Inka: Ausgewählte Opfer bekamen Koka-Blätter und Alkohol

"Jungfrau von Llullaillaco": Koka-Pfriem im Mund (grün auf C) Zur Großansicht
DPA/PNAS/Johan Reinhard

"Jungfrau von Llullaillaco": Koka-Pfriem im Mund (grün auf C)

Die Inka töteten in Zeremonien Kinder und Jugendliche. Manche der Opfer wurden offenbar schon Monate zuvor ausgewählt und auf ihr Ende vorbereitet - mit Rauschmitteln.
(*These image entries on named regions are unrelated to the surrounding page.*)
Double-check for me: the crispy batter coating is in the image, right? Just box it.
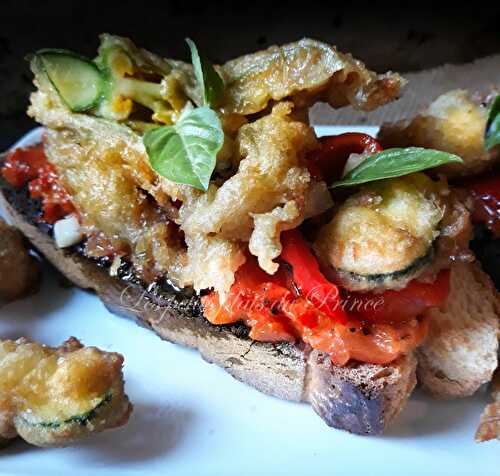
[314,174,445,291]
[0,219,40,305]
[378,89,500,177]
[181,103,332,273]
[221,38,405,115]
[476,369,500,443]
[0,337,132,447]
[29,36,404,295]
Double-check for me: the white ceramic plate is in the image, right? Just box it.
[0,127,500,476]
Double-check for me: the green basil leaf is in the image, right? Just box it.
[186,38,224,107]
[331,147,462,188]
[484,96,500,150]
[143,107,224,191]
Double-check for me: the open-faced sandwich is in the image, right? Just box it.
[0,219,40,306]
[2,35,498,434]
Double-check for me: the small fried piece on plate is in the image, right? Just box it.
[0,219,40,306]
[476,369,500,443]
[0,337,132,447]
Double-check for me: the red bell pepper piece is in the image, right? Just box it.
[345,269,450,324]
[281,230,347,323]
[308,132,382,183]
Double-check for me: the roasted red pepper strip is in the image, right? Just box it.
[1,144,76,224]
[281,230,347,323]
[308,132,382,183]
[467,175,500,238]
[350,269,450,324]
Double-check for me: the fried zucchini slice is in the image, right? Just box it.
[314,174,444,291]
[0,338,132,447]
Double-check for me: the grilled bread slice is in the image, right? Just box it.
[417,263,500,398]
[0,173,416,435]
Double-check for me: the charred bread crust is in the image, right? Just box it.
[0,161,416,435]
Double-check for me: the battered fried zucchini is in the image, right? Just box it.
[377,89,500,178]
[0,338,132,447]
[315,173,444,290]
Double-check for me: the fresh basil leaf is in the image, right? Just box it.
[143,107,224,191]
[484,96,500,150]
[186,38,224,107]
[331,147,462,188]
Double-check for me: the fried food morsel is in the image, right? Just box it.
[0,219,40,305]
[378,89,500,177]
[221,38,405,115]
[0,337,132,447]
[29,35,404,295]
[314,174,444,291]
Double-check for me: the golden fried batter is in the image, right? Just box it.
[0,219,40,305]
[29,35,404,296]
[476,369,500,443]
[314,174,445,291]
[0,338,132,446]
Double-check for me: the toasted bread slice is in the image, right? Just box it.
[417,263,500,398]
[0,170,416,435]
[475,369,500,443]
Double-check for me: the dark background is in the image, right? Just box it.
[0,0,500,150]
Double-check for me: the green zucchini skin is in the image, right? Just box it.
[335,242,436,289]
[34,393,113,428]
[34,49,106,112]
[14,390,133,448]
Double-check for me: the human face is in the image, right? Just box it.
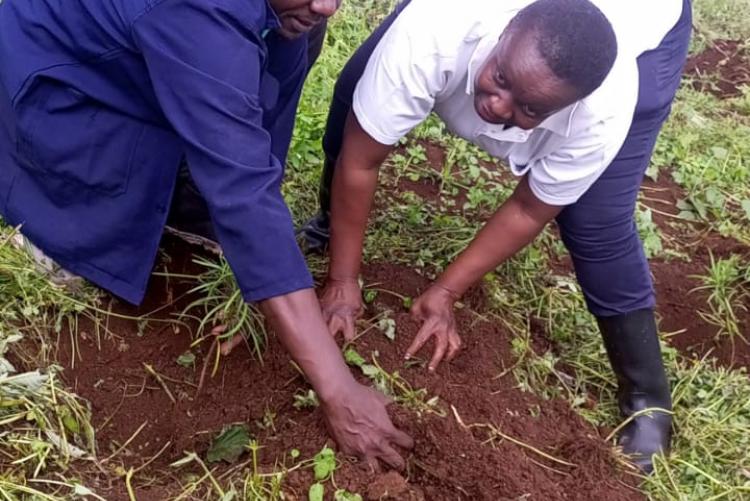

Die Inkas haben Kinder, die sie für ein Menschenopfer auswählten, wohl über Monate hinweg mit Alkohol und Koka-Blättern auf ihren Tod vorbereitet. Diese Praxis belegte ein internationales Forscherteam bei der Untersuchung dreier 500 Jahre alter Kindermumien aus den argentinischen Anden. Wie die Wissenschaftler im Fachmagazin "Proceedings of the National Academy of Sciences" berichten, war der Konsum von Alkohol und Koka ein Teil der rituellen Vorbereitung auf den Opfertod.

Für ihre Erkenntnisse untersuchten die Wissenschaftler um den Archäologen Andrew Wilson von der University of Bradford (Großbritannien) unter anderem die Haare der drei Kinderleichen, die 1999 nahe dem Gipfel des Vulkans Llullaillaco entdeckt worden waren. Sie waren so gut erhalten, weil sie in der großen Höhe einfroren. Der Vulkan liegt heute an der Grenze von Argentinien und Chile.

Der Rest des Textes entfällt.